目の使い過ぎや姿勢の悪化など、頭皮が硬いと頭痛が出現する

頭痛は多くの人が悩まされているものの一つです。よく知られるものに、片頭痛や緊張性頭痛などがあります。また、脳腫瘍や硬膜下出血など命の危険にかかわるような病態による頭痛もあります。

しかし、「頭皮の緊張が原因で頭痛になることがある」ことを知っている人は少ないのではないでしょうか。今回は、この頭皮の影響で出現する頭痛について解説します。

血管が引き伸ばされると痛みがでる

血管は「伸張されると痛みを発する」という特性があります。これは片頭痛のメカニズムにも関与しており、片頭痛の痛みは気圧や血流量の変化に伴います。これは、血管径の拡がりによって痛みが起こるからです。そのため、拍動などに合せても痛みが出るのです。

頭部の血管は頭皮のすぐ下の層に密集しています。この層は頭皮と強く結合しており、頭皮が引っ張られると、その緊張が伝わることで血管が密集している層も引っ張られます。

つまり頭皮の伸張は、その下の層を介して頭部の血管を伸張するということです。頭皮が硬いということは、伸張性が低下しているということを意味しています。そのため、ちょっとした伸張ですぐにその緊張が血管に伝わります。

以上が、頭皮が硬くなると頭痛が出現する理由です。

頭皮はあらゆる場面で緊張する

頭皮が硬くなることをイメージできない人は多いのではないでしょうか。ただ、日常生活の多くの場面で頭皮は硬くなります。今回は、多くの人が知らずに行っている3つの例を挙げて説明します。
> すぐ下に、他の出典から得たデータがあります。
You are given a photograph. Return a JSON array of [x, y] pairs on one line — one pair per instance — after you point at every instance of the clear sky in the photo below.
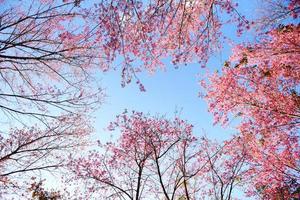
[[169, 91]]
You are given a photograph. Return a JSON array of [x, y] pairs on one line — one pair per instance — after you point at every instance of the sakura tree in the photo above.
[[46, 91], [260, 84], [160, 159]]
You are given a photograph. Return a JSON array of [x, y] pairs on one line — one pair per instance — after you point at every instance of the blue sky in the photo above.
[[169, 91]]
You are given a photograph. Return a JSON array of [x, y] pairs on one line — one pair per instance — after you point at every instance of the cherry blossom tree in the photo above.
[[260, 84], [28, 153], [160, 159], [46, 88]]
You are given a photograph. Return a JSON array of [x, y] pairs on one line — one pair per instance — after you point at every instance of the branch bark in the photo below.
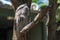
[[58, 4], [38, 18], [52, 22]]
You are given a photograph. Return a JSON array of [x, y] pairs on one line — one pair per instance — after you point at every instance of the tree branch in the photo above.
[[58, 4], [38, 18]]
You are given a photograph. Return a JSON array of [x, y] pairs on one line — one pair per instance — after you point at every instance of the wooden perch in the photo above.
[[58, 4], [38, 18]]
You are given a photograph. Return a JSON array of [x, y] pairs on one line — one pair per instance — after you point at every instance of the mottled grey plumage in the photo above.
[[21, 19]]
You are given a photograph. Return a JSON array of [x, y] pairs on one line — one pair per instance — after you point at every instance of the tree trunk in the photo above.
[[51, 24]]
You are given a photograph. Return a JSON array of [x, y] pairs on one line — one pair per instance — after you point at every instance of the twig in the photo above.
[[38, 18]]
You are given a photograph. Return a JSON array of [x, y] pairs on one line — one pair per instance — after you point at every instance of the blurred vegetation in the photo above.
[[58, 13]]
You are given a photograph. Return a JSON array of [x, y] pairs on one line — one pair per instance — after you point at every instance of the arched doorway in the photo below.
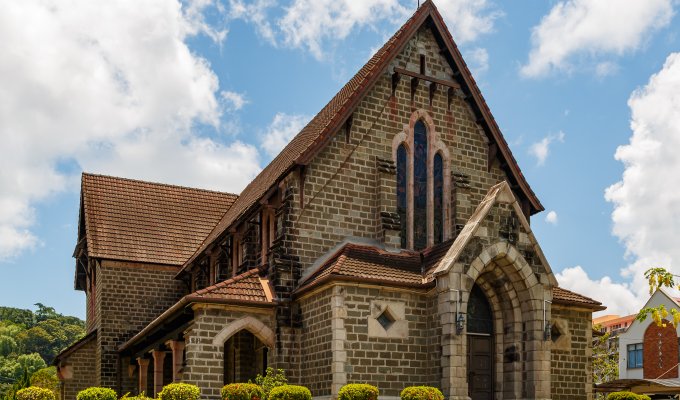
[[480, 346], [245, 356]]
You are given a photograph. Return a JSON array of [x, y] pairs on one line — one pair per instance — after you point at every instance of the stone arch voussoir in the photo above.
[[513, 264], [261, 331]]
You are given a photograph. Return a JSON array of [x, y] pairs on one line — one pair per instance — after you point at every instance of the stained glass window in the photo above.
[[438, 175], [479, 316], [402, 168], [420, 186]]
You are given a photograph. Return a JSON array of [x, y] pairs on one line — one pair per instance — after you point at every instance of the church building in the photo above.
[[388, 243]]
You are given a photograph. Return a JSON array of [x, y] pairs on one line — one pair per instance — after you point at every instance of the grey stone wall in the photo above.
[[81, 363], [129, 296], [205, 347], [315, 343], [570, 365]]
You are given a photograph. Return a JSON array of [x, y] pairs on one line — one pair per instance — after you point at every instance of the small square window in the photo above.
[[555, 333], [385, 319]]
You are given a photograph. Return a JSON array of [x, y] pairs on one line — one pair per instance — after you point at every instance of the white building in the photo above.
[[647, 351]]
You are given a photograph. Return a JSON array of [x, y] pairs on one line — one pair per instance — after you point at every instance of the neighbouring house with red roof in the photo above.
[[389, 242]]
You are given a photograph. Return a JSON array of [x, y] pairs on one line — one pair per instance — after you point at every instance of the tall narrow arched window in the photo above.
[[438, 179], [419, 186], [402, 171]]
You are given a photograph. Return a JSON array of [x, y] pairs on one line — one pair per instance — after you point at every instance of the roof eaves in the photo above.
[[356, 279], [74, 347]]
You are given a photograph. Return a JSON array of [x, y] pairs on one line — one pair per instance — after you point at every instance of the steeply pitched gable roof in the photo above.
[[131, 220], [499, 193], [302, 148]]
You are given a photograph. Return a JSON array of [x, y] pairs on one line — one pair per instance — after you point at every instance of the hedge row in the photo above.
[[627, 396], [250, 391]]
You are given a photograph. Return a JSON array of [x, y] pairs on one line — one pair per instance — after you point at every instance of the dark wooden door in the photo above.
[[480, 367]]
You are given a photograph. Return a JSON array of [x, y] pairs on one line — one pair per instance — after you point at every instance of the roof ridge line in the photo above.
[[172, 185]]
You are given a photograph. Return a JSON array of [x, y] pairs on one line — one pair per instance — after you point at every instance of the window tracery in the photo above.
[[423, 184]]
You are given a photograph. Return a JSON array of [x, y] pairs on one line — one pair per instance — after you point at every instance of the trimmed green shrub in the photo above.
[[421, 393], [270, 380], [290, 392], [46, 378], [141, 396], [626, 396], [358, 391], [179, 391], [35, 393], [242, 391], [97, 393]]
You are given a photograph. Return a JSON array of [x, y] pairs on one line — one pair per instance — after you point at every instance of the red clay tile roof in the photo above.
[[132, 220], [364, 263], [564, 296], [302, 148], [246, 287], [368, 264]]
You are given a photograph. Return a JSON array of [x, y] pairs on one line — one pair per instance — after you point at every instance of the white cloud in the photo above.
[[467, 20], [311, 23], [235, 101], [477, 60], [541, 149], [619, 298], [282, 129], [254, 12], [646, 216], [315, 25], [588, 28], [551, 218], [605, 68], [110, 87]]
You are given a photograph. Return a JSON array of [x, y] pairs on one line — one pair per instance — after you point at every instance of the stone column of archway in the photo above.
[[531, 297], [507, 332]]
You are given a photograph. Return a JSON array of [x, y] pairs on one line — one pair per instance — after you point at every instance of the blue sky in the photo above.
[[204, 93]]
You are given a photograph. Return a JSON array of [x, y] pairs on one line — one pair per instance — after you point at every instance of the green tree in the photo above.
[[29, 363], [46, 378], [657, 279], [37, 340], [17, 316], [7, 346]]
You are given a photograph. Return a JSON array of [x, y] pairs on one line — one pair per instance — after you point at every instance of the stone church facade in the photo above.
[[388, 243]]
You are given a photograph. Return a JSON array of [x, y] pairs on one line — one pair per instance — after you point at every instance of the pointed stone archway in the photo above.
[[519, 304]]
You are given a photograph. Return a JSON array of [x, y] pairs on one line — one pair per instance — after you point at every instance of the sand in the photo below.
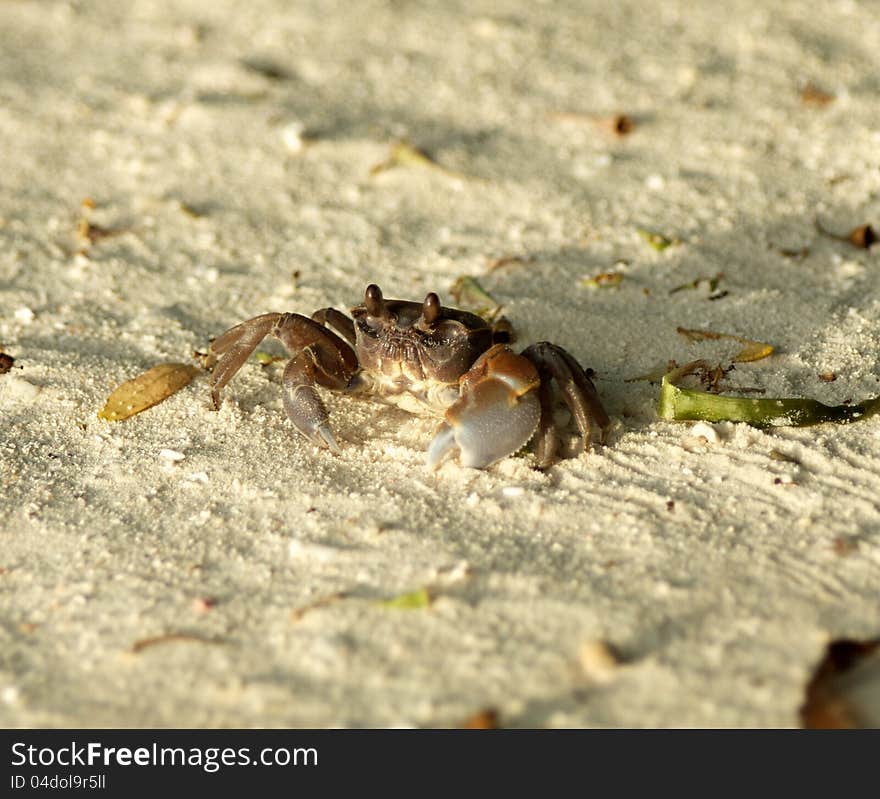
[[200, 569]]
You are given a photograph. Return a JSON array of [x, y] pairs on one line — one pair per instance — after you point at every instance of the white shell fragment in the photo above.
[[705, 431], [598, 662]]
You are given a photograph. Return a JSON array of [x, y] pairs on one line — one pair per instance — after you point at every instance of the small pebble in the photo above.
[[597, 660]]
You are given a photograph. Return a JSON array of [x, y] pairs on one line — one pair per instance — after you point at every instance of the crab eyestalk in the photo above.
[[431, 310], [373, 301]]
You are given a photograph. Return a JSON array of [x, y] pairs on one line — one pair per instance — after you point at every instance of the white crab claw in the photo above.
[[497, 413]]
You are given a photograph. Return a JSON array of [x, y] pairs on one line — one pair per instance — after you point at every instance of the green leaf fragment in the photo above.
[[679, 404], [413, 600], [603, 280], [751, 351], [657, 240]]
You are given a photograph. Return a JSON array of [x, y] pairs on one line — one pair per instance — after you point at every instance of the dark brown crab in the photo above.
[[425, 358]]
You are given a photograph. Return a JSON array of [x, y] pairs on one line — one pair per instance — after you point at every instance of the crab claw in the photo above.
[[497, 413]]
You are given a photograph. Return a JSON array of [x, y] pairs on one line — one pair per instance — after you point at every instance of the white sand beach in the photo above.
[[170, 169]]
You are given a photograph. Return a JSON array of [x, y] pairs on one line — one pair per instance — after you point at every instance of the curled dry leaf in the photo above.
[[405, 154], [486, 719], [813, 95], [147, 390]]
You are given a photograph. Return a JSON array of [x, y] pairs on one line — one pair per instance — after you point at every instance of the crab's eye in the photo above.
[[373, 301], [431, 309]]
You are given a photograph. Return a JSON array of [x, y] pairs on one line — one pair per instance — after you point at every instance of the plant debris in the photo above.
[[710, 282], [147, 390], [412, 600], [813, 95], [679, 404], [751, 351], [506, 260], [657, 241], [298, 613], [168, 638], [405, 154], [87, 232], [863, 236], [486, 719], [268, 69], [603, 280], [844, 692], [619, 125], [471, 296]]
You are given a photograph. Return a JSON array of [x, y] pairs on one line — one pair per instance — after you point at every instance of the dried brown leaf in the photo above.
[[486, 719], [147, 390]]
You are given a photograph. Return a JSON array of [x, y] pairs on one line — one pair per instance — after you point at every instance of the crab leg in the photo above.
[[496, 413], [577, 390], [319, 357]]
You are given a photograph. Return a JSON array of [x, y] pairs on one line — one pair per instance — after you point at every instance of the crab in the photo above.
[[425, 358]]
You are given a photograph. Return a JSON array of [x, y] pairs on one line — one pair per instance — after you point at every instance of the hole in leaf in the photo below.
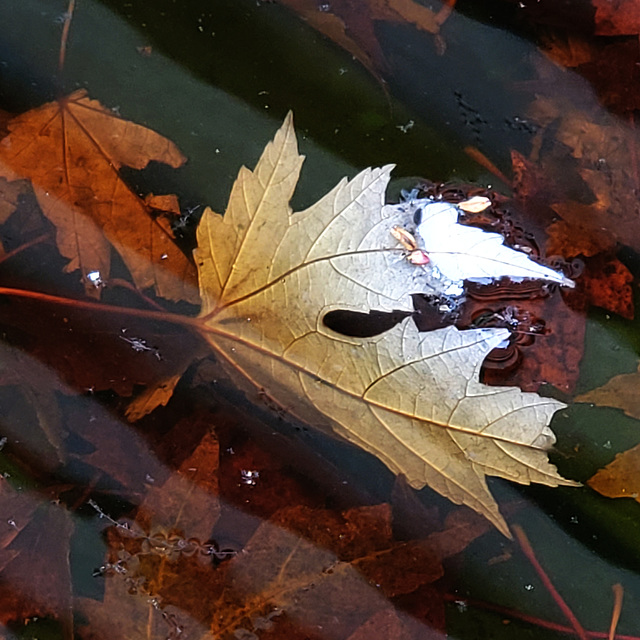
[[362, 325]]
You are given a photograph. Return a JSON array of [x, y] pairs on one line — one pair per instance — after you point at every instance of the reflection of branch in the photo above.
[[22, 247], [575, 628], [65, 34], [538, 622], [527, 549], [618, 592], [445, 12]]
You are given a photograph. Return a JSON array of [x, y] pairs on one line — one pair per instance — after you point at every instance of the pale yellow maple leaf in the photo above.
[[267, 278]]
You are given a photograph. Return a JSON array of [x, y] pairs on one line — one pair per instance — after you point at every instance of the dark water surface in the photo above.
[[217, 78]]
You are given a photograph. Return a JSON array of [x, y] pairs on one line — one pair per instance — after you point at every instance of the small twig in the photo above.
[[527, 549], [65, 34], [162, 316], [22, 247], [618, 593], [483, 161], [445, 11], [119, 282], [538, 622]]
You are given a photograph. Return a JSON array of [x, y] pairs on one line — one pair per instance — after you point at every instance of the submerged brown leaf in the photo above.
[[621, 392], [72, 150], [267, 279], [35, 576], [351, 25], [620, 478]]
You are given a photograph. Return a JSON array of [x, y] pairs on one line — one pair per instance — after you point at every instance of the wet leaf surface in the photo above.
[[71, 151]]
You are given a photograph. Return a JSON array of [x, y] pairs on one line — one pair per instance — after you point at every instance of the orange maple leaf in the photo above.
[[72, 150]]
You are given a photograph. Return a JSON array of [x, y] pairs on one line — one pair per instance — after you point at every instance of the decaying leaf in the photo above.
[[71, 150], [9, 193], [621, 392], [352, 25], [268, 277], [616, 17], [34, 555], [620, 478], [305, 569]]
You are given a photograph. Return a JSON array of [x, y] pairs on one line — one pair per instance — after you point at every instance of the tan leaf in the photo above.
[[621, 392], [620, 478], [268, 277], [71, 150], [153, 397]]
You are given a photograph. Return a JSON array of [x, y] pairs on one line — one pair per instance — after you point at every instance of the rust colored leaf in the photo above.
[[621, 392], [608, 283], [605, 280], [603, 157], [620, 478], [568, 50], [617, 17], [9, 193], [351, 23], [32, 561], [552, 357], [71, 150], [304, 570], [571, 240], [187, 503]]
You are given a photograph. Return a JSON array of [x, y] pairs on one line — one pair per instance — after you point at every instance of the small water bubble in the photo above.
[[461, 605], [95, 279], [249, 477]]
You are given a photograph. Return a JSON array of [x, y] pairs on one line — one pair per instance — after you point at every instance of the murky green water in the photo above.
[[219, 79]]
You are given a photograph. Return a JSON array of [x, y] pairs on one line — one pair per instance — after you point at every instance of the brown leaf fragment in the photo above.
[[168, 203], [607, 283], [351, 23], [617, 17], [30, 562], [620, 478], [71, 150], [152, 398], [568, 50], [127, 611], [9, 194], [571, 240], [621, 392], [384, 625], [187, 503]]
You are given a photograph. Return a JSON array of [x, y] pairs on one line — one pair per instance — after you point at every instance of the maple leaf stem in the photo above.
[[65, 34], [527, 549], [538, 622], [163, 316]]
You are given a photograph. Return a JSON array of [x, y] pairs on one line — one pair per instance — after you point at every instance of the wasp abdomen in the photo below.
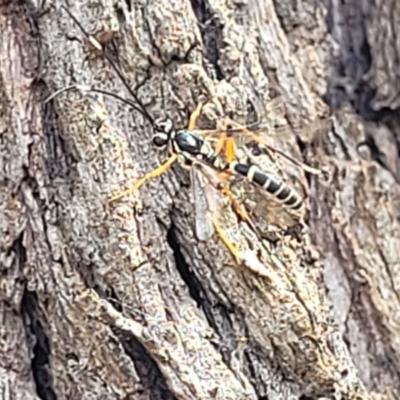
[[272, 185]]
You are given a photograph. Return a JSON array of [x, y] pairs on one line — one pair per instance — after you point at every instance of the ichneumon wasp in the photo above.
[[211, 171]]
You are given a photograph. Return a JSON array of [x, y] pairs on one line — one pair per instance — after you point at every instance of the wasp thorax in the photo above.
[[188, 142]]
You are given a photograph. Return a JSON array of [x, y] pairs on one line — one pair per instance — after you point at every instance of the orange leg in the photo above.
[[195, 116], [153, 174], [311, 170]]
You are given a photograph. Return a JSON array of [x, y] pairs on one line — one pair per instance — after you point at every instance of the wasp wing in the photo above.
[[205, 198]]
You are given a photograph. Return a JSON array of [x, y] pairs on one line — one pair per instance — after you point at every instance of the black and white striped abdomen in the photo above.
[[270, 183]]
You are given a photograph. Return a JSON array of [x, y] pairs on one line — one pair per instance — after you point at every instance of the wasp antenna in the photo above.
[[140, 108], [58, 92]]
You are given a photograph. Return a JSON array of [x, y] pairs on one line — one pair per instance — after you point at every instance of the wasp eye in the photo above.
[[160, 139], [164, 126]]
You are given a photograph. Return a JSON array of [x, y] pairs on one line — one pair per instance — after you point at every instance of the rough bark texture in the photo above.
[[119, 300]]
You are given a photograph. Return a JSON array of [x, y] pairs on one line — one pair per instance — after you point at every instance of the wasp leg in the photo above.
[[305, 167], [231, 247], [225, 141], [195, 116], [153, 174]]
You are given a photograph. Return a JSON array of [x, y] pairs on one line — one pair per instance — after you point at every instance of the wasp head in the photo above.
[[163, 128], [187, 142]]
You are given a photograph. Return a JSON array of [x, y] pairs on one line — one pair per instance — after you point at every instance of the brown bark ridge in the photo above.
[[119, 300]]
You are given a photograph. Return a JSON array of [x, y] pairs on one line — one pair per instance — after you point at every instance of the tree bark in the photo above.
[[117, 299]]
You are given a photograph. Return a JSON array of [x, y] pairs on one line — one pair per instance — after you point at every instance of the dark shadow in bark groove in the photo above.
[[211, 33], [41, 349], [194, 285], [151, 379]]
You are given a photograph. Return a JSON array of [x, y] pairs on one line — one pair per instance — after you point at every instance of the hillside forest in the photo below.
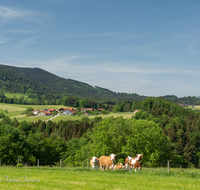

一つ目は髪を結ぶことです。多くの女性は髪を束ねて結びます。このときは髪を引っ張って結ぶのですが、髪は頭皮から生えているため、間接的に頭皮を緊張させることになります。

この事実を気づいていない人は多いですが、実はこのことが原因で頭痛が起こっている人は多いです。仕事の関係上、一日中髪を結んでいる人でいて、日中に頭痛が強くなって夜に緩和する人などは、このことが原因であることが多いです。

二つ目は目の使い過ぎです。目の使用は、額(ひたい)の皮膚の緊張を高めます。額から後頭部までの皮膚はつながっているため、目の過剰な使用は頭皮を硬くします。

目を使いすぎると頭痛がするのは、何となく実感している人が多いと思います。これには、実は上記ようなメカニズムも関係しているのです。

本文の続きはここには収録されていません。